The Beef Lady – Legend

Nationality: American
Age: 56
Occupation: Physician
Residence: Los Angeles
Language: English

Text/Context: “When I was in church champ as a kid, there was the legend of the beef lady. The story went that there was an old lady living in the hills, and every once in a while someone would find the carcass of a dead cow that she killed and ate. I never saw any dead cows and neither did my friends, but sometimes someone would run over and say ‘I saw the beef lady I saw the beef lady! She’s right over there!’ and we would all go look. I went to this camp for 3, maybe 4 years, and every year, the beef lady was still a thing because the kids who were there the year before would tell the story to the first years. Even though there probably never was a beef lady, it was still fun to believe in. And you never know, maybe the beef lady was real all along and just really good at hiding her tracks.”
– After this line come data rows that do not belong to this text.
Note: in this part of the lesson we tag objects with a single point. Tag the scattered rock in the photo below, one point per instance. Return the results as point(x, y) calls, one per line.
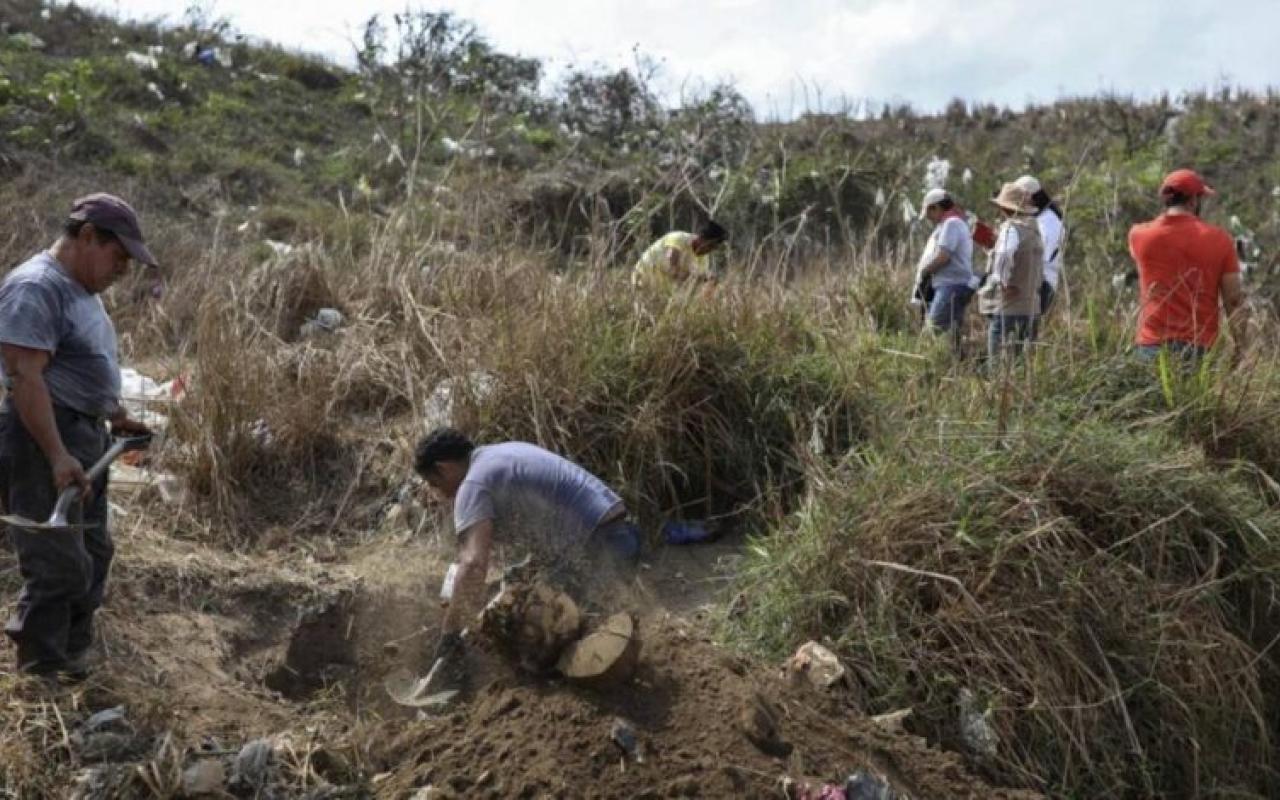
point(103, 782)
point(892, 722)
point(684, 786)
point(330, 766)
point(607, 657)
point(105, 746)
point(109, 720)
point(325, 321)
point(865, 786)
point(26, 40)
point(105, 736)
point(252, 766)
point(976, 726)
point(816, 664)
point(204, 778)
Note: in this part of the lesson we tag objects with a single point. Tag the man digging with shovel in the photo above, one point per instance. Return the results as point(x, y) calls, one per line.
point(58, 352)
point(571, 526)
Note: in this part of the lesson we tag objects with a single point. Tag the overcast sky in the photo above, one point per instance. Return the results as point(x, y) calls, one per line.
point(791, 55)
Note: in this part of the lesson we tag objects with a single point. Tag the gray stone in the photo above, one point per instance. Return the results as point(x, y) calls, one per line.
point(252, 766)
point(204, 778)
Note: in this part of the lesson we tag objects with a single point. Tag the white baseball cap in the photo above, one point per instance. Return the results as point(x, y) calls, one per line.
point(1028, 184)
point(931, 199)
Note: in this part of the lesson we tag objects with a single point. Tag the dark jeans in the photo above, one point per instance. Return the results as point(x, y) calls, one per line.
point(946, 311)
point(1009, 334)
point(1047, 295)
point(63, 572)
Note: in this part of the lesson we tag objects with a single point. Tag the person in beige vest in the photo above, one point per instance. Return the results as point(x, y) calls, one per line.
point(1010, 297)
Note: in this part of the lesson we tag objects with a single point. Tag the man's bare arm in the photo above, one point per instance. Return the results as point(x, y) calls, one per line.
point(26, 370)
point(469, 581)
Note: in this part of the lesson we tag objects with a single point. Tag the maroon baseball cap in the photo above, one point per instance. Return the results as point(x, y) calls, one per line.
point(1185, 182)
point(109, 213)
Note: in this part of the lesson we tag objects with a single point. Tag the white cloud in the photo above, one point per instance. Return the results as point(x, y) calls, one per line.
point(784, 53)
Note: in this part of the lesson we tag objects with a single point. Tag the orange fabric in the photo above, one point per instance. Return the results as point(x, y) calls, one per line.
point(1180, 265)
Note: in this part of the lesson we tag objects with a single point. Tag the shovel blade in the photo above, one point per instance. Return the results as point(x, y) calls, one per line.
point(407, 689)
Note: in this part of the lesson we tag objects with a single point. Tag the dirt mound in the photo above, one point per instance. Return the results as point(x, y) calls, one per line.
point(704, 723)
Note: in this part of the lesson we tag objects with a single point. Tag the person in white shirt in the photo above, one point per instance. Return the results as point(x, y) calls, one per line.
point(1048, 218)
point(946, 266)
point(1010, 297)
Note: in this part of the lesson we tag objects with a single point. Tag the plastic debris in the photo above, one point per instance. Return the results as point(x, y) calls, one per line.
point(817, 664)
point(27, 40)
point(442, 406)
point(141, 60)
point(624, 735)
point(936, 173)
point(865, 786)
point(690, 531)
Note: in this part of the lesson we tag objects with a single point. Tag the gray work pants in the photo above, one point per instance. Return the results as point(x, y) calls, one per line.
point(63, 572)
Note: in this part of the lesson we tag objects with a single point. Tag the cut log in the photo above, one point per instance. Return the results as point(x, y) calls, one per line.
point(531, 624)
point(607, 657)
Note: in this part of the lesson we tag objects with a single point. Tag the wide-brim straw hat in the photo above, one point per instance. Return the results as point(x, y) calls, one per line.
point(1015, 199)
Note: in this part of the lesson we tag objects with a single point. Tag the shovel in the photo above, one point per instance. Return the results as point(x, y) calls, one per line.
point(56, 521)
point(407, 689)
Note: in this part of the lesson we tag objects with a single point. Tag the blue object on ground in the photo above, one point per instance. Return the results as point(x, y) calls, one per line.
point(691, 531)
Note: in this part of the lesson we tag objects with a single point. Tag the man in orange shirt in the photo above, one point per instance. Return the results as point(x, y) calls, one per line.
point(1185, 268)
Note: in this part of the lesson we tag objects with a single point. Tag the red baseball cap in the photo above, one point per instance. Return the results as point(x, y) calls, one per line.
point(1185, 182)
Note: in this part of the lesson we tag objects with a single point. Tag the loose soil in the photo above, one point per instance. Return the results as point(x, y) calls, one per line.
point(214, 649)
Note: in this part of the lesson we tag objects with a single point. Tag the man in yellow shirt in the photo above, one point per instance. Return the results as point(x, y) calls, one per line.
point(679, 257)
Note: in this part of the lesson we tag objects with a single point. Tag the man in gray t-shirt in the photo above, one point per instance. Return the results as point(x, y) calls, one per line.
point(524, 497)
point(58, 361)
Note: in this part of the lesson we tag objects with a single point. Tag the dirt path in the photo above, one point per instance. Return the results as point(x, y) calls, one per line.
point(213, 650)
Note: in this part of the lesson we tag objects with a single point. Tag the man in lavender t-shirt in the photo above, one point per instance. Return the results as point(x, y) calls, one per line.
point(521, 497)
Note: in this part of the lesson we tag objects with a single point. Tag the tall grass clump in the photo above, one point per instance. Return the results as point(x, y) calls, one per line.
point(1106, 593)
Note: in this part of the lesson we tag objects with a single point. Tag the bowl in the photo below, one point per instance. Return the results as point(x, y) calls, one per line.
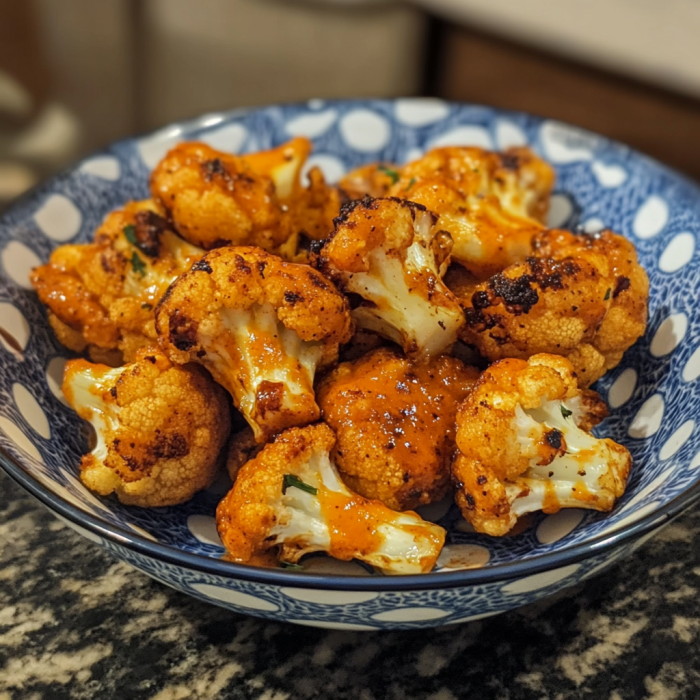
point(654, 394)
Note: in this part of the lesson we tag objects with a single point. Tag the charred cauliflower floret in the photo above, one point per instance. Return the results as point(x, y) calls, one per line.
point(101, 295)
point(394, 422)
point(389, 254)
point(159, 427)
point(524, 445)
point(626, 319)
point(588, 302)
point(541, 305)
point(261, 326)
point(490, 203)
point(290, 497)
point(216, 199)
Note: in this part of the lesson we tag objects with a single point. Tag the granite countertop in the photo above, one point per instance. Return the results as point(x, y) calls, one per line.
point(76, 623)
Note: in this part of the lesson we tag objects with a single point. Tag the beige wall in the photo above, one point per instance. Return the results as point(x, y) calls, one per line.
point(214, 54)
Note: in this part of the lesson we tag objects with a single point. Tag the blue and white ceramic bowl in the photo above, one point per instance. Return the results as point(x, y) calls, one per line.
point(654, 394)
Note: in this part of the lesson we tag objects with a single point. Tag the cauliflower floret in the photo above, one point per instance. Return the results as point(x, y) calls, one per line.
point(587, 301)
point(101, 295)
point(490, 203)
point(389, 253)
point(261, 326)
point(523, 445)
point(626, 319)
point(160, 428)
point(541, 305)
point(216, 199)
point(394, 422)
point(291, 497)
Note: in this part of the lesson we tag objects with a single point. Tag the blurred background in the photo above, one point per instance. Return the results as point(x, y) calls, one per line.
point(76, 74)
Analysis: A younger age group is naturally more inclined to believe in an entity as silly sounding as a beef lady who hides out in the woods. Frankly, kids will believe just about anything you tell them if you sound convincing enough. But what’s particularly interesting about the case of the beef lady is how it became so prominent at this church camp. I feel like of all the stories that could define a child’s experience at camp, the beef lady isn’t the one to do it. I think what made it so engaging for my father and his friends was the fact that it was specifically a church camp. These kids were raised very religiously, and the camp itself was so religiously based, that I think they wanted to believe in a story that was dark and scary, completely unlike the clean religious stories they were so used to.